AI Singapore's Kapitan Hull EPTG Onprem Run:ai Banner

Table of Contents

Preface

This repository contains the cookiecutter template for generating a repository that provides boilerplates touching on the differing components of an end-to-end ML project.

For now, this template is dedicated for AI Singapore's on-premise environment, and where Run:ai is used as the MLOps platform. Other platforms and orchestrators would be integrated to this repository in the near future.

Usage

Creating new repository

To use the template and create a repository, you would need to install the cookiecutter CLI, say within a virtual environment and pass the URL of this template as an argument, like such:

# Ensure that python>=3.10
$ pip install "cookiecutter>=2.2" unidiff
$ cookiecutter https://github.com/aisingapore/kapitan-hull

For some reason, macOS would not install the cookiecutter CLI. If that's the case, you would either need to use conda install (if you're using Conda), or follow the instructions on the cookieccutter guide site using pipx.

If you want to run a specific version of Kapitan Hull for compatibility reasons, you can specify the -c parameter for the specific tag/branch we have:

$ cookiecutter https://github.com/aisingapore/kapitan-hull -c <tag>

You will then be prompted to provide inputs. These inputs will be used to populate different parts of the repository to be generated by cookiecutter.

Updating your repository

If you want to update the repository with updated utilities, push all your changes in your repository first. After that, you can run this command in the repository:

# Add `-c <tag>` for the specific tag/branch
$ cookiecutter --replay-file cookiecutter.json \
    https://github.com/aisingapore/kapitan-hull \
    -o .. -f

Input Parameters

Parameter Detail Default Regex Reference
project_name Name of project that will be the header for the README.md. Input to start with alphabet. Only whitespace as separators. My Project Link
description A short description of the project that will be populated in README.md. Max of 72 characters. A short description of the project. NIL
repo_name Name of the repository folder. Input to start with alphabet characters.
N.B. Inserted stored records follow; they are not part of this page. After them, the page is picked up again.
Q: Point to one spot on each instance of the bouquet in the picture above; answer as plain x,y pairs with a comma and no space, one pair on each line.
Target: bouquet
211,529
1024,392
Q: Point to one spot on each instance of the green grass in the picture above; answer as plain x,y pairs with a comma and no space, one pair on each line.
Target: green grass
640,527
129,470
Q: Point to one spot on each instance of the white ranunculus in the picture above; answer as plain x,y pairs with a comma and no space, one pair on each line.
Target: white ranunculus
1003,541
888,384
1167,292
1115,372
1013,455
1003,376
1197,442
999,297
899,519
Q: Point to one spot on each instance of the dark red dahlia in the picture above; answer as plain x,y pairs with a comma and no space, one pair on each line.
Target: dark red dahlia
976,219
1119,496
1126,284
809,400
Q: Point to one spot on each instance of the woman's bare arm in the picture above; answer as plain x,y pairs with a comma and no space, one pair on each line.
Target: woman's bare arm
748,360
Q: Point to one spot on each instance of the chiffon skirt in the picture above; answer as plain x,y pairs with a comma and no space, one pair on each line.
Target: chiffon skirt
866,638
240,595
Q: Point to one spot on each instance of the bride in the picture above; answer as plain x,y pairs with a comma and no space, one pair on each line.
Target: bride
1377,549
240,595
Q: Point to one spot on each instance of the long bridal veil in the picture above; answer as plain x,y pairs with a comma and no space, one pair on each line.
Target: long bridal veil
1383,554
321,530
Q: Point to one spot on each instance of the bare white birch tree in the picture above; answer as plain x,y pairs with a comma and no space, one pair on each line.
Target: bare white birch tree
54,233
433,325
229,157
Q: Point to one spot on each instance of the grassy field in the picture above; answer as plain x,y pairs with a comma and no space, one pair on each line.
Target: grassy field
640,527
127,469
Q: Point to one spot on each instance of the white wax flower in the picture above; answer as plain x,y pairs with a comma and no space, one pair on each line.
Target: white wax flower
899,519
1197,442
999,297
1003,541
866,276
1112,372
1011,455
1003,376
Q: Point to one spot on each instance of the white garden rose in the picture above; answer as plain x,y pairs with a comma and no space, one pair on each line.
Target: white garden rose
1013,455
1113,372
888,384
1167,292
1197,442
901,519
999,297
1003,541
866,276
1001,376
No whitespaces or underscores are allowed. project_name where whitespaces and underscores are replaced with hyphens. Link
src_package_name Name of the source code's package under src. Input to start with alphabet characters. No whitespaces or hyphens are allowed. repo_name where hyphens are replaced with underscores. Link
src_package_name_short The alias for the source code's package. Input to start with alphabet characters. No whitespaces or hyphens are allowed. src_package_name Link
platform The platform the project is running on. (Choose between "on-premise" or "Google Cloud Platform") onprem or gcp NIL
orchestrator The orchestrator the project is using. (Choose between "Run:AI", "Polyaxon" or "No orchestrator") runai, polyaxon or none NIL
proj_name The project name used in by the repository. If you're using Run:AI, this will be the Run:AI project name used by the repository. sample-project NIL
registry_project_path Path of the registry repository for your container images to be located under. Cannot end with a slash character. registry.domain.tld/sample-project/my-project Link
problem_template Initialise the repository with a default problem statement base, cv, nlp or tabular NIL
author_name Your alias or project team's name. Relatively arbitrary. No hyphens are allowed. AISG Link

Version Control

Following the creation of your repository, initialise it with Git, push it to a remote, and follow its README.md document for a full guide on its usage.

Note on AMD GPUs

Those who plan to use AMD GPUs and RoCM can check the extras/rocm folder and copy the contents into the {{cookiecutter.repo_name}} folder before populating your template. This is experimental, so official support for this should not be expected any time soon. This is also not added to the main template to reduce the confusion of having multiple file variants for the users.